How does std::basic_const_iterator support `it1 - it2`

Question

Maybe it's a silly question, but I'm stuck on it now.

How does the following code work?

// g++ main.cpp -std=c++23

#include <iterator>

int main() {
    using It = std::basic_const_iterator<int*>;
    using CIt = std::basic_const_iterator<const int*>;

    It it1, it2;
    CIt cit;
    auto d1 = it1 - it2;  // ?
    auto d2 = it1 - cit;  // ?
}

From cppreference and GCC source, there is no operator - for two basic_const_iterators. The defined operator -s are:

• basic_const_iterator::operator-( const Sentinel& s ) (cppref, source)
• friend operator-( const Sentinel& s, const basic_const_iterator& i ) (cppref, source)
• friend operator-( const basic_const_iterator& i, difference_type n ) (cppref, source)

Could someone explain how it1 - it2 and it1 - cit would work? Thanks!

Answer 1

Could someone explain how it1 - it2 would work?

This is equivalent to writing it1.operator-(it2) which uses the overloaded operator- verison 1.

Note that this selected overload is a member function as can be seen from the omitted friend specifier in the declaration of operator- in the standard c++.

template< std::sized_sentinel_for<Iter> S >
constexpr difference_type operator-( const S& s ) const; (1)  (since C++23)

When we apply this to it1.operator-(it2), one possible instantiation will be:

long std::basic_const_iterator<int*>::operator-<std::basic_const_iterator<int*> >(std::basic_const_iterator<int*> const&) const;

Here Iter = std::basic_const_iterator<int*> , and difference_type = long

Answer 2

As many others have commented (thanks!), it1 - it2 calls it1.operator -(it2), or precisely:

template< std::sized_sentinel_for<Iter> S >
constexpr difference_type operator-( const S& s ) const;

cppreference

But still I wasn't satisfied because they didn't explain why. So I did a bit research myself.

Here is how it works:

(using It = basic_const_iterator<int *>)

• it1 - it2 ==> it1.operator -(it2), because
  • sized_sentinel_for<It, int*> (ref) is true, because
    • It == int* ==> It::operator ==(int*) (ref), because
      • size_sentinel_for<int*, int*> is true.
    • int* == It is valid (why?)
    • It - int* ==> It::operator -(int*), because
      • sized_sentinel_for<int*, int*> is true.
    • int* - It ==> operator -(int*, It) (ref), because
      • sized_sentinel_for<int*, int*> is true.
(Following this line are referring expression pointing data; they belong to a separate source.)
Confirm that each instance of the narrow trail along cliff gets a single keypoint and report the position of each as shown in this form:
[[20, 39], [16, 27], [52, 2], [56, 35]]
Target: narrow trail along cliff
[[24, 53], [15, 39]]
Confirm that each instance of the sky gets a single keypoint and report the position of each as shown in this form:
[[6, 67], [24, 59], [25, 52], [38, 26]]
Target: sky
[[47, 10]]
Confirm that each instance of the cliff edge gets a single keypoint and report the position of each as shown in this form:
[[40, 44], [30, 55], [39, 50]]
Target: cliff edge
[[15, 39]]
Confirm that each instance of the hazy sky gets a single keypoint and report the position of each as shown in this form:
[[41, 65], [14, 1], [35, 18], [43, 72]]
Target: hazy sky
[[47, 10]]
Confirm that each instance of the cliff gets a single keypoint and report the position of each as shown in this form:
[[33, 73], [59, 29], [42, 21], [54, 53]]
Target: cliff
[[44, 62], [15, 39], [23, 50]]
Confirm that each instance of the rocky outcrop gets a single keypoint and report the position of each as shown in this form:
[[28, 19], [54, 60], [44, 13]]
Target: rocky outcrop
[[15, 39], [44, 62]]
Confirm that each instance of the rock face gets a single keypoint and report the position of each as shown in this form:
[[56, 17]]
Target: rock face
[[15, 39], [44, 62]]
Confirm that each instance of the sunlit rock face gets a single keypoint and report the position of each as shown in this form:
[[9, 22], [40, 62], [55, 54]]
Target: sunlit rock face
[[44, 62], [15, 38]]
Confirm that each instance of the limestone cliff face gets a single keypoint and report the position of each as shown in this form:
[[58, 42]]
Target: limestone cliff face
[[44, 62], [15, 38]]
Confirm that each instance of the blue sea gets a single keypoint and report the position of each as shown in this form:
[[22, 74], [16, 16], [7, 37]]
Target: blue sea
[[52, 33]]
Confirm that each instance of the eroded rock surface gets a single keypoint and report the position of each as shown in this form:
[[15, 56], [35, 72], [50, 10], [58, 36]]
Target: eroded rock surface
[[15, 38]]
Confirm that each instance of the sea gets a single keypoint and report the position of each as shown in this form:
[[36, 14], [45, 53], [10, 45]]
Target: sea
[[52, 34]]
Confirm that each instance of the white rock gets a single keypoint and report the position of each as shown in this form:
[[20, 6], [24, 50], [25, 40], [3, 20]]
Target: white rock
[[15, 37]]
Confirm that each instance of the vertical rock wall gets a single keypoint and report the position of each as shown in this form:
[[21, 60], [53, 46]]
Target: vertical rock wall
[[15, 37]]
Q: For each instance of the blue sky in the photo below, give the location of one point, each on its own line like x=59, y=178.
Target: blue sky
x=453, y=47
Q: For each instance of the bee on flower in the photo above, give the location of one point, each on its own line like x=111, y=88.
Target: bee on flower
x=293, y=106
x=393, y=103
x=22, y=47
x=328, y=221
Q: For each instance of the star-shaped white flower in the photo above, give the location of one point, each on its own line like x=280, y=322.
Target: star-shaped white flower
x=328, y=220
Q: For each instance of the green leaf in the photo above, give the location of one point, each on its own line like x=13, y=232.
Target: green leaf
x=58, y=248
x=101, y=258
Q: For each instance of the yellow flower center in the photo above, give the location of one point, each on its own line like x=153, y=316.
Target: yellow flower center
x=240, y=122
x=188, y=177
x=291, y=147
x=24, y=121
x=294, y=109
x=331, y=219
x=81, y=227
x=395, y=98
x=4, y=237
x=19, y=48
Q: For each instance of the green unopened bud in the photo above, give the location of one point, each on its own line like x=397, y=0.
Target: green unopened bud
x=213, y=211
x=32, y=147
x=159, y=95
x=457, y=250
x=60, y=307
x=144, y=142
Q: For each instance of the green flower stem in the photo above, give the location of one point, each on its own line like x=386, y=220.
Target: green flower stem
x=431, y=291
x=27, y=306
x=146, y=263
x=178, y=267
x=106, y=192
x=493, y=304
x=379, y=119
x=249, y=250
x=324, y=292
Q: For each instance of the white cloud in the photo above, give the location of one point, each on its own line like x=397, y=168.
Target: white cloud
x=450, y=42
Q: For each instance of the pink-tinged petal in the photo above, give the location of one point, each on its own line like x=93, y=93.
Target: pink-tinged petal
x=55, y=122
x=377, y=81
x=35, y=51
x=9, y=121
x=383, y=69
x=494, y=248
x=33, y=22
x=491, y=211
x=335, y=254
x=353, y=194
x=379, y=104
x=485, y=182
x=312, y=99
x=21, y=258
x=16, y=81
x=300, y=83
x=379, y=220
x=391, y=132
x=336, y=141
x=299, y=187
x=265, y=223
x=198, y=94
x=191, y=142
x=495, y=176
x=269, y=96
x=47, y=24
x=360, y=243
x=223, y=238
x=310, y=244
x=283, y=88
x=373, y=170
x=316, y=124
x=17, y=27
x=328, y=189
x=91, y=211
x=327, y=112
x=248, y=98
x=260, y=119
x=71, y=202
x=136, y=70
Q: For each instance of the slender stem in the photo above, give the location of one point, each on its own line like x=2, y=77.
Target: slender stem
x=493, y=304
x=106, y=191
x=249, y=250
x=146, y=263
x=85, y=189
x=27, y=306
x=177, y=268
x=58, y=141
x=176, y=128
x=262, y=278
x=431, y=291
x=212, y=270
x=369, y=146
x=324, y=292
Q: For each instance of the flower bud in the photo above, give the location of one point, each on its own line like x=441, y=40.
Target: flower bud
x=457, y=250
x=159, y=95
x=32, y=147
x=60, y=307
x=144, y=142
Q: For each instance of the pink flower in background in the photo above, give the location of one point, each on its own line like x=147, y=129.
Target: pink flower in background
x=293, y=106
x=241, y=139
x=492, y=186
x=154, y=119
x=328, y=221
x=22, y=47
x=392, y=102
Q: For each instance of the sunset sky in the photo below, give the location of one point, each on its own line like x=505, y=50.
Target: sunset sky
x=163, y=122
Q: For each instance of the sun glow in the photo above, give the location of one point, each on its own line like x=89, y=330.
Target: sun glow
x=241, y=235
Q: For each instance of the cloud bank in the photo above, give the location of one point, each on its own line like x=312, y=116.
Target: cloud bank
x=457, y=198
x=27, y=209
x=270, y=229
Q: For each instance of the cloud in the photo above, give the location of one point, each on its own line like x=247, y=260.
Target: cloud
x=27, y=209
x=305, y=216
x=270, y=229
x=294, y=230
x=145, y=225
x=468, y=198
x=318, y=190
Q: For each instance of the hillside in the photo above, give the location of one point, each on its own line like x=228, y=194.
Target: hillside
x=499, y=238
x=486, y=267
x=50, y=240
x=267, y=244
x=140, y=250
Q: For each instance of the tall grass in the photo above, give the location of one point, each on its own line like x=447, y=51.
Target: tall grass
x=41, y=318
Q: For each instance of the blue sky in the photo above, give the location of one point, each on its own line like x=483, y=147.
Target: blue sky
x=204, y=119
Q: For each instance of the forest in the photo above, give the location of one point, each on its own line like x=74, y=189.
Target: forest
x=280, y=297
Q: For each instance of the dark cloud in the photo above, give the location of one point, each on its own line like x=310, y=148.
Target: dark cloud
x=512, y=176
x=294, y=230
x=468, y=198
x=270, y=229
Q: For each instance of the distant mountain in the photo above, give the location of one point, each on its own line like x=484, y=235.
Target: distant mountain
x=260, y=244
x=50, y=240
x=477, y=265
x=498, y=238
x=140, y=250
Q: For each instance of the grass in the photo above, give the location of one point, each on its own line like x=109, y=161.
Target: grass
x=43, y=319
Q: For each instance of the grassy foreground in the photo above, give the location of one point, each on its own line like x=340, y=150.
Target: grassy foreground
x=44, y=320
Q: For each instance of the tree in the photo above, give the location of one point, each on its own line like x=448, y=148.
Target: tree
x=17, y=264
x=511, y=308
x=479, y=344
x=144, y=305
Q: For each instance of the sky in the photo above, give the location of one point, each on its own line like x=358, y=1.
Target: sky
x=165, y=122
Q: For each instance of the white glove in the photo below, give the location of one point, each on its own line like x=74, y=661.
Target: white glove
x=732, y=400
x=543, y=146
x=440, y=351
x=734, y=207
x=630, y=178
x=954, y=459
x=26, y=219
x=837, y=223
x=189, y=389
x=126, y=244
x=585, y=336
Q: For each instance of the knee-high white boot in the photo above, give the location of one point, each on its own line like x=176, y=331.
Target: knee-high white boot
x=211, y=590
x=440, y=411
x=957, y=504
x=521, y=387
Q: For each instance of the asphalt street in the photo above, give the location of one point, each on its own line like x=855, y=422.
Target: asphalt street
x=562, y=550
The missing part of the puzzle was int* == It, until I tried the following code:

struct A {
    constexpr bool operator ==(int) const { return true; }
};

int main() {
    static_assert(1 == A{});
}

int == A can be synthesized from A::operator ==(int) in the new C++! (Seems the feature was introduced in C++20. Could someone point me to the Standard?)

So finally:

• int* == It ==> It::operator ==(int*), because
  • Synthesized
  • size_sentinel_for<int*, int*> is true.

Update

Actually, operator <=> has the same synthesising, but not 2nd comparisons (!=, <, >, <=, >=):

#include <compare>

struct A {
    constexpr bool operator ==(int) const { return true; }
    constexpr auto operator <=>(int) const { return std::strong_ordering::equal; }
};

int main() {
    static_assert(1 == A{});
    static_assert((1 <=> A{}) == std::strong_ordering::equal);
}